A First for Connecticut: Covid-19 Seven-day Death Total Hits Zero

By Dr. Stephanie Paulmeno, DNP, RN, NHA, CPH, CCM, CDP, Public Health Promotion Specialist

Connecticut sees it’s first-ever week marked by zero (0) COVID-19-associated deaths! This is a landmark occasion for all of us. COVID-19 emerged in the US in late 2019 and was declared to be a public health emergency in this country on 1-31-20 by Alex Azar, Secretary of Health and Human Services. On March 11, 2020 the World Health Organization (WHO) declared COVID-19 to be a “public health emergency of international concern: a global pandemic; and the world as we knew it changed. Those changes have extended, morphed, and altered our lives on multiple occasions and in multiple ways over these last three years. For the first time since the Connecticut Department of Public Health has been tracking and recording COVID-19 deaths, the latest past-7-day total came in at zero on 4-20-23. The cases, death, hospitalizations and positivity rates are tallied and recorded in Connecticut every 7 days on Thursdays COVID-19 DPH Reports Library | Connecticut Data.

This accomplishment of our first consecutive 7-day stretch with no deaths due to COVID-19 is a definite tribute to our science, health, and public health workforces, but also to those who stepped up to the plate to do their part to keep themselves, their families, and others around them safe.

They got vaccinated and boosted, wore masks in indoor settings, stayed socially separated, and stayed home when they were ill or exposed to someone with COVID-19. These weren’t easy actions and lifestyle changes for young and old alike, and the efforts rocked our individual worlds. It took years for us to reach this zero-deaths-point, but along the way, Connecticut lost 12,302 beloved men, women, and children to the pandemic.

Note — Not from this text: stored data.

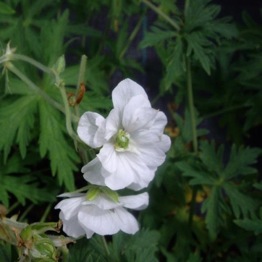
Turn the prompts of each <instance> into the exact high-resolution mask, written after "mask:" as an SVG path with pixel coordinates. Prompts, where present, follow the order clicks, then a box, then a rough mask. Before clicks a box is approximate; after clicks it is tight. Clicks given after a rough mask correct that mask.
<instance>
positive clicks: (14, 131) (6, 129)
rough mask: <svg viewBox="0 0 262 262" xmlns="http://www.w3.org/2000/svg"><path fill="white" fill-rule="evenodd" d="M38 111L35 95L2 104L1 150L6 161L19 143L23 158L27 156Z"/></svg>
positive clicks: (10, 98) (22, 97)
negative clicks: (28, 149)
mask: <svg viewBox="0 0 262 262" xmlns="http://www.w3.org/2000/svg"><path fill="white" fill-rule="evenodd" d="M36 110H37V97H36V96H34V95H28V96H21V97H19V98H18V99H16V100H14V99H11V98H10V99H6V100H5V101H2V102H1V108H0V127H1V134H0V149H2V150H4V158H5V159H7V156H8V154H9V152H10V149H11V147H12V145H13V144H15V143H18V145H19V149H20V153H21V155H22V157H25V156H26V151H27V146H28V144H29V142H30V140H31V139H32V129H33V127H34V121H35V113H36Z"/></svg>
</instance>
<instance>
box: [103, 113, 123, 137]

We didn’t have any COVID-19 vaccines at first, which contributed to the many and rapid losses of life early in the pandemic. We also had no effective treatments, medications, or proven protocols. Others died despite availing themselves of vaccine protection, once it was created and approved, due to their own underlying conditions, immune-compromising medications and treatments, and their advanced old age. All these conditions impaired a person’s ability to create a robust immunity and antibody response despite the vaccines. Others simply opted not to get vaccinated and to take their chances. Some were lucky and others not so much.

The critical review platform, NPR, used just-released data from the Brown School of Public Health to calculate by state how many preventable deaths occurred among the unvaccinated here in Connecticut as well as by state across the country. They refer to them as “excess deaths.” (NPR: This is how many lives could have been saved with COVID vaccinations in each state)

The calculations showed that in Connecticut, 1,962 of those COVID-associated deaths were preventable deaths. This is beyond sad; it’s tragic! Connecticut has fared comparatively well during the pandemic and had better than average initial vaccine rates, but imagine how much better our outcomes could have been if every eligible person got both vaccinated and boosted. We could have done much better than we did, and we still can. There remains a wide margin for improvement in both the primary vaccine series as well as in our vaccine booster rates across every age group in Connecticut. Some old variants are still circulating plus we have the new COVID-19 mutations still active in our communities, and still seeking a vulnerable host.

We’ve seen 1,291 new cases in Connecticut just since the end of March COVID-19 DPH Reports Library |Connecticut Data, and those are only the cases that we know about because the person lab-tested; it does not include the home tested. This virus in all its mutating forms will continue to mutate and circulate because that is what viruses do, but you and your families can still choose to get vaccinated and protected. This would be a wise course of action to consider if you or a family member is still unvaccinated, under-vaccinated, or unboosted; elderly, have underlying health conditions, or if you or they have a compromised immune system for any reason.

Here are Connecticut’s meager percentages of people protected with the mRNA bivalent booster. This vaccine was specifically engineered to build protection against both the newer OMICRON variants and the older versions of the COVID-19 viral mutations. They are all still circulating!

  • 55% of those 75+
  • 51% of those 65-74
  • 31% of those 55-64
  • 20% of those 45-54
  • 17% of those 35-44
  • 14% of those 25-34
  • 11% of those 15-24
  • 7% of those 5-14

Update: This article has been updated to reflect that the total number of lives lost in Connecticut is 12,302, not 1,067,713 as originally written. The total number of cases was 1,067,713.